E’ cambiato l’elemento cardine dei dipinti di Occhionero: “Prima erano più circoli, ora sono gocce di colore, come se fossero drops. Non sono dei quadri di rappresentazione ma più legati al movimento, alla trasformazione, all’energia e anche il movimento è rappresentato più in chiave psicologica”.

Cosa vuol dire l’aspetto psicologico del colore?

“Solitamente noi accostiamo il colore rosa alle bambine, il colore blu ai maschietti. E questo è avvenuto perchè dopo la seconda guerra mondiale hanno iniziato a vendere le barbie nei supermercati americani. La scatola era rosa. E da qui si è iniziato ad accostare il rosa alle bambine e il blu ai maschietti. Ma io credo che ai colori non si possa dare un valore definitivo, oggettivo”.

In questi anni l’artista ha svolto una sorta di indagine sul colore: “Io lavoro su un lato dell’opera. E questo incrementa il riflesso. Se il colore è riflettente o metallizzato non hai una visione completa: cambia in base al punto in cui guardi. Il punto di vista diventa labile. E quindi diventano dei quadri relativi”. E’ la differenza tra il dipinto e una fotografia: “La pittura ha una capacità ottica che non ha la foto, giudicare la pittura dal punto di vista fotografico non ha senso”.
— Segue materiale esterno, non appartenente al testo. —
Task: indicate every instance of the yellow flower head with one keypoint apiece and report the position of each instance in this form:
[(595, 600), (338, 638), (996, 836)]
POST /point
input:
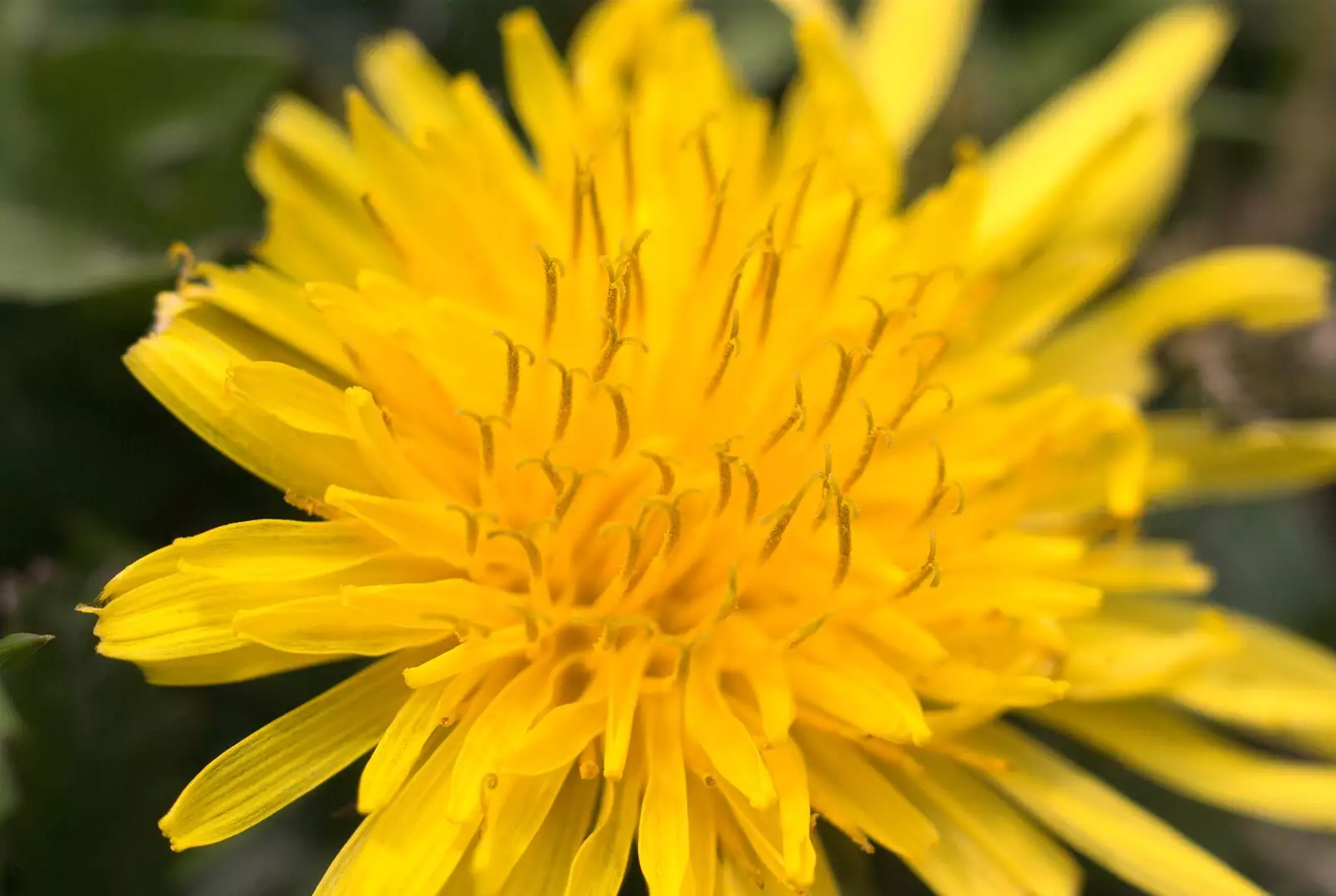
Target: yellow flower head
[(690, 485)]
Quando ha capito che voleva dipingere, diventare un artista?

“Io ho sempre disegnato e dipinto. Credo che sia l’esperienza più diretta delle idee e della creatività perchè si usa la mano, che è collegata al cervello. Quindi si può seguire un’idea preconcetta o seguire l’istinto. Nella pittura si può mediare l’aspetto istintivo e l’aspetto riflessivo. Questo ti porta ad avere un’insicurezza ma anche a considerare la pittura come se fosse una porta aperta, in cui ci sono degli stimoli che possono essere anche sbagliati. E poi è l’espressione più antica che esista, con le prime tracce trovate sin dalle grotte del Paleolitico”.

Lei espone sia a New York che in Italia. C’è differenza tra il mercato italiano e quello americano?

“Questo è un mondo abbastanza inquinato: ci sono gallerie a Roma in cui espongono persone provenienti da famiglie ricche che poi garantiscono anche l’acquisto delle opere. Invece a New York sei un numero come altri ed emergi se realizzi un lavoro che si distingue dal resto. Per fare questa distinguibilità non puoi lavorare per moda”.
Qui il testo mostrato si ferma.